For Disadvantaged Children, Hospitalization May Improve QoL
Research shows inpatient care can reduce health disparities.

Children hospitalized for three common respiratory illnesses whose families had markers of social disadvantage had a lower level of reported physical functioning prior to their inpatient stay, but those differences went away after discharge, according to a study published in the Journal of Hospital Medicine.

“Our goal was to explore ways in which social disadvantages and differences in access to care might impact physical functioning and health-related quality of life for kids both before and after a period of inpatient care,” said David P. Johnson, M.D., an associate professor of pediatrics at Monroe Carell Jr. Children’s Hospital at Vanderbilt and coauthor on the study.¹

Most prior studies establishing that children with social disadvantages have lower levels of functioning, as measured by health-related quality of life (HRQoL) scores, have been done in outpatient settings, Johnson said.

Functioning Before and After Inpatient Care

Over a two-year period, the researchers approached families with a child between 2 weeks and 16 years of age admitted to the hospital due to asthma, bronchiolitis or pneumonia to request participation in the study.

In total, 1,325 patients and/or their caregivers participated. Twenty-two percent of patients had three or more social disadvantages.²

The researchers used two surveys to measure HRQoL by obtaining Pediatric Quality of Life (PedsQL) scores ranging between 0 and 100. The first survey, administered within 72 hours of admission, asked about markers of social disadvantage, caregivers’ perceptions of care access, and assessment of the child’s physical functioning by the caregiver (or by the child if 8 years of age or older). The second PedsQL physical functioning survey was administered 2-8 weeks after discharge.

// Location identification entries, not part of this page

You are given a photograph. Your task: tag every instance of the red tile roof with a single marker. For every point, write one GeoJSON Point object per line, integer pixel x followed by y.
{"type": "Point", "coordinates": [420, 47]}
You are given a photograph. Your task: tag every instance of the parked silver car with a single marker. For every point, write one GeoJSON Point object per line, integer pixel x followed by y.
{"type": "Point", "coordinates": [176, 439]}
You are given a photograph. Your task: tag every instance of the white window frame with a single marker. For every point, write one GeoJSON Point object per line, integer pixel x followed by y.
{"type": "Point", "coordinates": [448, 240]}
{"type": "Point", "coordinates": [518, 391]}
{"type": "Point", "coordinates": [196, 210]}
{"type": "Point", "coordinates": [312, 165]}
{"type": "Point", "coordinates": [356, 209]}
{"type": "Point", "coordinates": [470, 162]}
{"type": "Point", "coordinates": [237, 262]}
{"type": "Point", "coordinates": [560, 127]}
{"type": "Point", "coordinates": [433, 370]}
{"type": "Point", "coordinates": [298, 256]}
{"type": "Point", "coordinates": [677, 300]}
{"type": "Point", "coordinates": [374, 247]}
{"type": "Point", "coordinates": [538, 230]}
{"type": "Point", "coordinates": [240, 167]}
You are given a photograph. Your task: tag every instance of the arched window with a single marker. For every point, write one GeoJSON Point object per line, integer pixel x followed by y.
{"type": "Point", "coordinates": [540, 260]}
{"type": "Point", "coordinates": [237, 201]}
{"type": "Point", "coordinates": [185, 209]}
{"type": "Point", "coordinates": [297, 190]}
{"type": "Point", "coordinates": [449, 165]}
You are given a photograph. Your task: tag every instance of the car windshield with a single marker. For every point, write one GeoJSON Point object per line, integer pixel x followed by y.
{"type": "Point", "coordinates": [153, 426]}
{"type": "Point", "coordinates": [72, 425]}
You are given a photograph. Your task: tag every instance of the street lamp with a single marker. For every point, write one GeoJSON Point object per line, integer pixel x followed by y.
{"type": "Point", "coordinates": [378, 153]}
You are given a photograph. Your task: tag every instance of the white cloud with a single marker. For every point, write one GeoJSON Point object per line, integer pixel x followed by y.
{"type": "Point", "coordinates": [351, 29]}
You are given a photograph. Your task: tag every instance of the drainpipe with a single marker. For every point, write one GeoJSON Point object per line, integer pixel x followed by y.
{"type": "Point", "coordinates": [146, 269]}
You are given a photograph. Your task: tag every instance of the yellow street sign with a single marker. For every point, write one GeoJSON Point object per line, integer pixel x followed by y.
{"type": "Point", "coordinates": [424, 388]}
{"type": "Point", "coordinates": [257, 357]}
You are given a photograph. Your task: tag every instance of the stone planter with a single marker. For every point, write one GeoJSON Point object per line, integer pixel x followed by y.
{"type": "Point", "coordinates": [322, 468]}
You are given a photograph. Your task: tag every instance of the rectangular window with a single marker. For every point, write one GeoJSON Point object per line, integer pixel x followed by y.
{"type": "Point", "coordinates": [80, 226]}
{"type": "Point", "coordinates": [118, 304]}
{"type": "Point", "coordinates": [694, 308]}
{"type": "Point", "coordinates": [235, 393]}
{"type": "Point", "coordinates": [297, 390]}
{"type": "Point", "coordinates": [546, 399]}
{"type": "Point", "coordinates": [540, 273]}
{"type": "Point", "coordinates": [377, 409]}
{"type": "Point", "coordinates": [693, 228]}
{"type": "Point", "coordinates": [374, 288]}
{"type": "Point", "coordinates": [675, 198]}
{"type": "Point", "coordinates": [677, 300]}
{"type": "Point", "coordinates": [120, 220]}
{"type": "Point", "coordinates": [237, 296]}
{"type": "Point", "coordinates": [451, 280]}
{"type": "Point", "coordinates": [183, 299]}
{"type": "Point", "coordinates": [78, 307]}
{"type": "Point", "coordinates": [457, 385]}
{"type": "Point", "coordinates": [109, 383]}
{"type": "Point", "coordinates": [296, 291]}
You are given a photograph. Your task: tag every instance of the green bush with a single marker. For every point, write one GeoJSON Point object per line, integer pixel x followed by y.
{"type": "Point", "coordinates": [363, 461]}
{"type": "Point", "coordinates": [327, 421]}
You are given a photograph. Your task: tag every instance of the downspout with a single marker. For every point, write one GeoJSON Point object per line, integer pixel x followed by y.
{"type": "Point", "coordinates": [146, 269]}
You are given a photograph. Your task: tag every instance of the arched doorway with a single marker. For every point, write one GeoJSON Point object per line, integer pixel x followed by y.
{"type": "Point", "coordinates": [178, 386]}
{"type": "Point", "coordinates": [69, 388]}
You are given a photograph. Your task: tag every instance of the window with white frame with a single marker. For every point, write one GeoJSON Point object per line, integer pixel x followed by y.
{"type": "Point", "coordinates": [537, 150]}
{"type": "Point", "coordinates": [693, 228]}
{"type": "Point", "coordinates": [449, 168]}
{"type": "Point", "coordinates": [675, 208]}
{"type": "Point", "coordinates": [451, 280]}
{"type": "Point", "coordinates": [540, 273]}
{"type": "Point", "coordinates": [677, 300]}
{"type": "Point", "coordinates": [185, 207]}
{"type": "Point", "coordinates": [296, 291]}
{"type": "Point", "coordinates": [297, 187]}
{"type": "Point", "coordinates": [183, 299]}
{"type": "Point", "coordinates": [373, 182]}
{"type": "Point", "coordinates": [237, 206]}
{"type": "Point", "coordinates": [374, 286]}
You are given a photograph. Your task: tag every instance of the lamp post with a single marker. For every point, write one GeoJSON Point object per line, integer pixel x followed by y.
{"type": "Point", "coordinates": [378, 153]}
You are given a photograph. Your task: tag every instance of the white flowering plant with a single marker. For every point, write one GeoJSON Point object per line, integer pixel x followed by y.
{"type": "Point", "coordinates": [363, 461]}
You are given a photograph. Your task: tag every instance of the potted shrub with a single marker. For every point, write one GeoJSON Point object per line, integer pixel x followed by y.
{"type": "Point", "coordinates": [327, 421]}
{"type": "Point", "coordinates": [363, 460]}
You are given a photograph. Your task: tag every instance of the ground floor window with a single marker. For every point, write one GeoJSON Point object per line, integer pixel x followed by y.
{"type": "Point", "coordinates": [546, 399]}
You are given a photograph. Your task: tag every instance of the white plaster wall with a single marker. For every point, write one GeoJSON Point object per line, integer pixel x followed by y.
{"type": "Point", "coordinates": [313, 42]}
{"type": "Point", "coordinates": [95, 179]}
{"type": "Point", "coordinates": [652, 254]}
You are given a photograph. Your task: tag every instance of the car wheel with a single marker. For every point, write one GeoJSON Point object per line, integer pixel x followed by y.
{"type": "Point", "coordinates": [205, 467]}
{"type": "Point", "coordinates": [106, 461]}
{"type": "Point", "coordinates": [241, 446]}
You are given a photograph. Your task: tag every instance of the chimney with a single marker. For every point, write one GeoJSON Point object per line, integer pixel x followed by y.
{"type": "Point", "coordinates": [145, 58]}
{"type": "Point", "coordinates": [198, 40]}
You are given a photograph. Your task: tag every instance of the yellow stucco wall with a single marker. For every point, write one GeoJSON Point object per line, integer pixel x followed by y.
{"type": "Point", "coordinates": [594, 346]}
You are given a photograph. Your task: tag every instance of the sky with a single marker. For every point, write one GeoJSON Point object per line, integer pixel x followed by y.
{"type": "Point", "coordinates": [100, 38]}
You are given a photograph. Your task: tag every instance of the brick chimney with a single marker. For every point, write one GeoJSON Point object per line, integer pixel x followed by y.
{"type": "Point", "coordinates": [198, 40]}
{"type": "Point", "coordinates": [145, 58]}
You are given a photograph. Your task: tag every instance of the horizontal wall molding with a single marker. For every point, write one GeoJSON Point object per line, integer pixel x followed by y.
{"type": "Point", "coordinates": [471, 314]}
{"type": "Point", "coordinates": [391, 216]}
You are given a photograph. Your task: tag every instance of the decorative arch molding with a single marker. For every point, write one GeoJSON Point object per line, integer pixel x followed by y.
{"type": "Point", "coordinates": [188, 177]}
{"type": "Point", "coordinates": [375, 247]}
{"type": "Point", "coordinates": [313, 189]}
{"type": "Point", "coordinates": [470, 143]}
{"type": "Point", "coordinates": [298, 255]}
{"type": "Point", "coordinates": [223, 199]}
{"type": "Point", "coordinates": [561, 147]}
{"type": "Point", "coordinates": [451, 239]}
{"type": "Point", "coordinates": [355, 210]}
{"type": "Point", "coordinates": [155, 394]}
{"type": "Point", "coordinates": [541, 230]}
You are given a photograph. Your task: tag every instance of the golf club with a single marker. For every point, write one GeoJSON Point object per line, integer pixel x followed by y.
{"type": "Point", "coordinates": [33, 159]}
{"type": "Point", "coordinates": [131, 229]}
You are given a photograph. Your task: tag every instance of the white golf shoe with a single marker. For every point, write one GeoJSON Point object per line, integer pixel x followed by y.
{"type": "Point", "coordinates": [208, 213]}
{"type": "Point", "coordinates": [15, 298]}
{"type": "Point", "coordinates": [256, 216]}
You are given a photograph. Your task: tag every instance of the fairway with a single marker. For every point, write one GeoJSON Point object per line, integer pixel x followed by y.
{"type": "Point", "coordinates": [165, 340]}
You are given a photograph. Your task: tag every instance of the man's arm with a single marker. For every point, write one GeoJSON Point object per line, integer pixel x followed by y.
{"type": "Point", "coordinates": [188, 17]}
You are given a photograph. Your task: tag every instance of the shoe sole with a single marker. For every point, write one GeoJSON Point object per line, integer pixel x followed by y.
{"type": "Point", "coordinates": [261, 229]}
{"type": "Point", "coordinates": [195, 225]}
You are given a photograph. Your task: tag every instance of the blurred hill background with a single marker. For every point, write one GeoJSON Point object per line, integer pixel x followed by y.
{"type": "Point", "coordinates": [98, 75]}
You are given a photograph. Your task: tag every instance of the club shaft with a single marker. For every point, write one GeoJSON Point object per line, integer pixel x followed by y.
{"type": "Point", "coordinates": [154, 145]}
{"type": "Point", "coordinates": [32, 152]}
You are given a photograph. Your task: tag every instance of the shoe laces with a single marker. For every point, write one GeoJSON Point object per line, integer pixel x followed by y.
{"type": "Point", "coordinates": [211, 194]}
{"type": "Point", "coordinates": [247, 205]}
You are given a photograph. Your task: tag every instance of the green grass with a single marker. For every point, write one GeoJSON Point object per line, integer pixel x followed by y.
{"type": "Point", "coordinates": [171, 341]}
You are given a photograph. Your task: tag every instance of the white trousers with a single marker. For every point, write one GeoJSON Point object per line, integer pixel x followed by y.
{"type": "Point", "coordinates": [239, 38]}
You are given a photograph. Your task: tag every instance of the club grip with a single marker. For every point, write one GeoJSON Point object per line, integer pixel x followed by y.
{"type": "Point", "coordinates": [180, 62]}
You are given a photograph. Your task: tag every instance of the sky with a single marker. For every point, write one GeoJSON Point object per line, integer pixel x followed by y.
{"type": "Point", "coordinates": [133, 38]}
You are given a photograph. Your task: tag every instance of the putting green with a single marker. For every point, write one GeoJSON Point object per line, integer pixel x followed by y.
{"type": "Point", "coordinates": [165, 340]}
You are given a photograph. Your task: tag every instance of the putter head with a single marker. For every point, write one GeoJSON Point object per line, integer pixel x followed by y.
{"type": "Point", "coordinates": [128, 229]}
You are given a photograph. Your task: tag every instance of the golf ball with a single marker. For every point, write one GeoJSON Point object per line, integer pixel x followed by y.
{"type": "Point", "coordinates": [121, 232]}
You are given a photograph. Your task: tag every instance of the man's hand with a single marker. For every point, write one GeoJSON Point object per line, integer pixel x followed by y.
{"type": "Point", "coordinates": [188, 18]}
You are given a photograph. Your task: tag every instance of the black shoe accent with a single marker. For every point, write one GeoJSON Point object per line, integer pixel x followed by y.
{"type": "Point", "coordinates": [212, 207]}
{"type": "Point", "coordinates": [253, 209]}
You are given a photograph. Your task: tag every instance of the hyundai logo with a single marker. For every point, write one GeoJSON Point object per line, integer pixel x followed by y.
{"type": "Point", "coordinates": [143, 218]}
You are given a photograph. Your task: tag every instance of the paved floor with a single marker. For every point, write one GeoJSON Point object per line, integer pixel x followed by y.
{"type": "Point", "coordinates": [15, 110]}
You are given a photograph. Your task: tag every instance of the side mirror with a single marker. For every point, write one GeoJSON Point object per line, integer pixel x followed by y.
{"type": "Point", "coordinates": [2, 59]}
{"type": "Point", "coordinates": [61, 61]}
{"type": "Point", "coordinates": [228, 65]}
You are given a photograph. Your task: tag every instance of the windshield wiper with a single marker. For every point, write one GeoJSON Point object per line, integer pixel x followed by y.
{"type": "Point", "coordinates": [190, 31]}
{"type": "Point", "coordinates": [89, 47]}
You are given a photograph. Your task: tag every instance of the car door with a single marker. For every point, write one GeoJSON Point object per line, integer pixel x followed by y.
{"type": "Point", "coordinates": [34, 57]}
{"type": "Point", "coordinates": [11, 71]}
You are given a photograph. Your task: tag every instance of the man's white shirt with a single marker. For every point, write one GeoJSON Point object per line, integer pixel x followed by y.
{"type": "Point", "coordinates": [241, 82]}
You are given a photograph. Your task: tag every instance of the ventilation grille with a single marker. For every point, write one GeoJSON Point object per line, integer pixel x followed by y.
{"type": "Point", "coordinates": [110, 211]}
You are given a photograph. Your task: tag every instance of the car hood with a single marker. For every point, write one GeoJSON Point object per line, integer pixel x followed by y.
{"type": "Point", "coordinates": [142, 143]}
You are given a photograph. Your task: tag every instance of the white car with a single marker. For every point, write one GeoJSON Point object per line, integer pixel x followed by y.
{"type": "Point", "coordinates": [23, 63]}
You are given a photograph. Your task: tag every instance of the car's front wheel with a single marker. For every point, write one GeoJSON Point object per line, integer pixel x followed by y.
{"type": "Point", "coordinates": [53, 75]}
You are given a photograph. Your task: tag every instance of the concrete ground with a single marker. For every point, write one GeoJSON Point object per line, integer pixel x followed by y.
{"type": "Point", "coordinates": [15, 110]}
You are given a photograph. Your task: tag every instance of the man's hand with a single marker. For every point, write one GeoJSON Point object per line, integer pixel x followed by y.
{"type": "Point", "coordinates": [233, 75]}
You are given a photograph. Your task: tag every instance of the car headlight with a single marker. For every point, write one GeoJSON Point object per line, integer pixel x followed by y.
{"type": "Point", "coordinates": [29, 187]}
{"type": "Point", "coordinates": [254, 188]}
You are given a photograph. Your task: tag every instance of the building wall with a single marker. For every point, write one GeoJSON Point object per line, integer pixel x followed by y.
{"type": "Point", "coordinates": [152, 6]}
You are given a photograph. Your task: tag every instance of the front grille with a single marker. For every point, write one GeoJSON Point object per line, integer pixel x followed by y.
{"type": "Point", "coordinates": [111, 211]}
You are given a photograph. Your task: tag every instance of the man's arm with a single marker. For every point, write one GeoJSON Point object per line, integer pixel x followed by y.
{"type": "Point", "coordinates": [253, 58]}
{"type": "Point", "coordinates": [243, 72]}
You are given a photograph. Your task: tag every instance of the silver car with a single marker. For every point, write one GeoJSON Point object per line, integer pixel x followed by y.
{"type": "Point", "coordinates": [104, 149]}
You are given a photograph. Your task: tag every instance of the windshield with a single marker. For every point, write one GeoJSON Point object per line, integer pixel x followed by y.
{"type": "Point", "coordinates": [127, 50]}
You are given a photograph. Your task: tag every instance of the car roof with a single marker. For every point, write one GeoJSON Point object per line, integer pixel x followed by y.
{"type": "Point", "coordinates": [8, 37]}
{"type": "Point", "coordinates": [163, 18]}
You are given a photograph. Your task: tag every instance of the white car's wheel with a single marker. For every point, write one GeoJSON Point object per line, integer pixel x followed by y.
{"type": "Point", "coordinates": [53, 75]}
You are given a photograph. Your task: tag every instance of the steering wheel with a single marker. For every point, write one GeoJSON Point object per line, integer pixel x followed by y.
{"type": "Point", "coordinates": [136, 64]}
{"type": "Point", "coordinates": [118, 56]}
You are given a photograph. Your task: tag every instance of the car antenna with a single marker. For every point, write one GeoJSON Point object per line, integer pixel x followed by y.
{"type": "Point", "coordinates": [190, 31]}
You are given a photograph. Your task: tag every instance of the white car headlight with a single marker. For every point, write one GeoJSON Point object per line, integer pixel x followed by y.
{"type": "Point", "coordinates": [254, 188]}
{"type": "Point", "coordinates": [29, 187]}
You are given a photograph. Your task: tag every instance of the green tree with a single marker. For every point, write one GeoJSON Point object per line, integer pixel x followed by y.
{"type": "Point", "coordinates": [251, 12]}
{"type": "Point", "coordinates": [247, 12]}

Children with three or more social disadvantages had an average PedsQL score of 78.7 at admission while children with no such disadvantages averaged 85.5. “Prior research has established that differences in scores of at least 4.5 are clinically meaningful,” Johnson said. In the post-discharge survey, physical functioning scores were comparable between groups. Across all participants, the mean post-discharge PedsQL score was higher than the baseline score (90.4 versus 82.5).

In both surveys, difficulties or delays in care access were associated with lower PedQL scores, but such issues were not a significant effect modifier between social disadvantage and PedQL scores.

Potential to Build on Inpatient Experience

The authors hypothesize that hospitalization may provide additional opportunities to address social determinants for vulnerable families. It provides a setting where families can interact often with clinicians and other staff to discuss health concerns and express unmet needs, and potentially connect with a primary care provider (PCP), social services or community resources.

As the study did not address how or why experiences during the stay changed PedsQL perceptions, Johnson hopes that future research will clarify that issue.

“We need to better understand why these perceptions are different before the children come in, and what we did for them in the hospital that changed those perceptions. This understanding will inform how we can become more systematic in ensuring that we meet families’ needs.”

“We need to better understand why these perceptions are different before the children come in, and what we did for them in the hospital that changed those perceptions.”